On my second day (Sunday), my cultures came back to show the E. Coli and campylobacter infections. IV fluids and antibiotics continued. I was moved from clear liquids to “light food as tolerated” (I managed to eat two sandwiches that day, that’s about it). In the afternoon, I had my last dose of pain/fever meds. Finally, I was allowed to shower, which was good, because I’d sweat so much during the fevers of the sepsis that my own smell was making me nauseous, ha! In the evening, due to a leaking pipe, I had to move to that new room.
Day 3 (Monday): As my lactose and other blood work had all gone back to normal, I was taken off IV fluids and switched over to pill forms of my two antibiotics, to see if I could stomach them without nausea (a common side effect of both). I had a real breakfast. (You know you live in the southwest when you get a deconstructed breakfast taco in the hospital.) I started feeling well enough to sit up a little and hold my phone for very short periods of time (still too weak for long, and I’d get dizzy if I scrolled at all). I noticed in the morning that my overnight nurse had accidentally written that my preferred name was Barbara on my board, because that had been my day nurse and was written right under my name on the previous room’s board. Ha!
Day 4 (Tuesday): My bloodwork all came back normal, and my vitals were back to normal ranges as well. I tolerated the oral antibiotics fine and was able to eat normal food all the previous day (if at a slow rate), so YAY I was discharged around noon. I looked a right mess – I joked with my siblings that I had Bride of Boogedy hair – but hey, I had healthy color in my skin and I wasn’t waxy and deathly pale anymore! The nurses wheeled me out of the hospital via wheelchair, which made me extremely motion sick (!!!), and so I kept my eyes closed on the way home. (Turns out that dizziness and visual distortion are a common side effect of one of my meds. That explains why I can’t scroll for long on my phone, too. Essentially, I have horizontal vertigo. It’s like I’m wearing glasses with a slightly off prescription, so my eyes are constantly trying to adjust. So no driving for me for the next 10 days.)
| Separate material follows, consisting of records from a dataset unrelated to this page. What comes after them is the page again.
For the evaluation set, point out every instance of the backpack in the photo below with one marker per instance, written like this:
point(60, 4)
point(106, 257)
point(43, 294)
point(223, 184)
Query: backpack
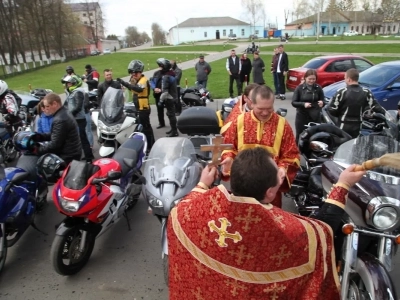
point(17, 98)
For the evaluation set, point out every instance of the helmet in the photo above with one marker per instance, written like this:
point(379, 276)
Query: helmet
point(49, 166)
point(23, 141)
point(165, 64)
point(3, 87)
point(135, 66)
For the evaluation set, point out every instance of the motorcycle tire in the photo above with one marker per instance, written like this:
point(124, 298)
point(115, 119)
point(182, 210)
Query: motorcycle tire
point(166, 268)
point(4, 256)
point(64, 244)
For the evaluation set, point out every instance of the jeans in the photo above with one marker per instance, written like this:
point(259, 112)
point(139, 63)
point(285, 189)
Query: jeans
point(276, 82)
point(88, 129)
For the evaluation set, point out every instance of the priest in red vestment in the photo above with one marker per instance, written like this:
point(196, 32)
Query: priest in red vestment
point(244, 104)
point(262, 127)
point(238, 246)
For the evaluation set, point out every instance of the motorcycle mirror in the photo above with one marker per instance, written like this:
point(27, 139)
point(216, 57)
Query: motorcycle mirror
point(113, 175)
point(318, 146)
point(282, 112)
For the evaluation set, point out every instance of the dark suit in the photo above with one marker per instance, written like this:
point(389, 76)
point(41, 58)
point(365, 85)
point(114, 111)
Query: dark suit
point(283, 62)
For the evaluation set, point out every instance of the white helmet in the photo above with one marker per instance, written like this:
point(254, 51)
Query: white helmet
point(3, 87)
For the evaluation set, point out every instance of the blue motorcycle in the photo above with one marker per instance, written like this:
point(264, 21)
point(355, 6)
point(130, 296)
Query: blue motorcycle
point(18, 192)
Now I’m home, I’m like 90% back to normal, feeling healthier than I’ve felt in weeks, so that’s great. Also: bonus of going into the hospital and being on clear liquids for 36 hours is that you don’t get any coffee, which means that I finally got the kick in the pants I needed to give the stuff up. Yeah, I had a caffeine withdrawal headache on top of every other thing, but I stayed strong and stuck with unsweetened iced tea with lemon to ease the headache. (I’m still not a fan of tea, but iced tea with lemon is actually better than I expected. I wouldn’t want to drink it forever, but it’ll do for now.) I’m now six days coffee-free! Hurrah! And now I just need to finish the ten days of antibiotics, get follow-up care from my doctor, be mindful of secondary issues (like intestinal abscesses or post-sepsis syndrome), and rebuild my gut flora without probiotics since I’m allergic to one of them (heh).
Y’all. I’m happy to be alive. I’m happy to feel better. I’m happy to be home in a better bed with a real shower and real clothes. I’m happy my boys were old enough to look after themselves and the house and the cats for four days and three nights. I look forward to getting my body moving again as soon as the vertigo goes away, and to improving my health in many different ways. All this sucked, but life is better now. I made it through to the other side.